Nonlinear compressed sensing based on composite mappings and its pointwise linearization
Jiawang Yi, Guanzheng Tan

TL;DR
This paper introduces a novel nonlinear compressed sensing framework based on composite mappings and a pointwise linearization technique, enabling exact sparse signal recovery despite nonlinear measurement distortions.
Contribution
It proposes a new perspective of nonlinear CS via composite mappings and develops a pointwise linearization method to facilitate recovery using linear CS algorithms.
Findings
Derived conditions for exact sparse recovery with nonlinear composite mappings
Introduced a pointwise linearization method for nonlinear measurement models
Ensured exact recovery of sparse signals even when the nonlinear mapping is not injective
Abstract
Classical compressed sensing (CS) allows us to recover structured signals from far few linear measurements than traditionally prescribed, thereby efficiently decreasing sampling rates.

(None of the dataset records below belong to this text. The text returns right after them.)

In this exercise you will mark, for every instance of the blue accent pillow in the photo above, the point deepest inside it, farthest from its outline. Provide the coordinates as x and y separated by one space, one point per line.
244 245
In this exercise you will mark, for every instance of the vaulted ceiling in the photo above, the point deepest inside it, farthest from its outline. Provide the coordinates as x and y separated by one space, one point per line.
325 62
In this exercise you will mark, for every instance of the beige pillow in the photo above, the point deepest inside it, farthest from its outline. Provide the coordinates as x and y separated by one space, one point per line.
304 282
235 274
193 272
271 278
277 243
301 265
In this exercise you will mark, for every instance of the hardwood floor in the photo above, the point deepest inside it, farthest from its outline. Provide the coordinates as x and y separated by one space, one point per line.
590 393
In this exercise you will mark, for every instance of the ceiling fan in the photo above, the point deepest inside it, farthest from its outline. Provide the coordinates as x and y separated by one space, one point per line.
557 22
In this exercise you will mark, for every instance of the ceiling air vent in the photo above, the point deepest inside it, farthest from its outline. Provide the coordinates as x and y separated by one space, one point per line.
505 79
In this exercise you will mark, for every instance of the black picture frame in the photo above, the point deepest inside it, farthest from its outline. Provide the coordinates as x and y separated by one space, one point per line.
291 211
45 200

However, if there exist nonlinearities in the measurements, is it still possible to recover sparse or structured signals from the nonlinear measurements? The research of nonlinear CS is devoted to answering this question. In this paper, unlike the existing research angles of nonlinear CS, we study it from the perspective of mapping decomposition, and propose a new concept, namely, nonlinear CS based on composite mappings. Through the analysis of two forms of a nonlinear composite mapping Phi, i.e., Phi(x) = F(Ax) and Phi(x) = AF(x), we give the requirements respectively for the sensing matrix A and the nonlinear mapping F when reconstructing all sparse signals exactly from the nonlinear measurements…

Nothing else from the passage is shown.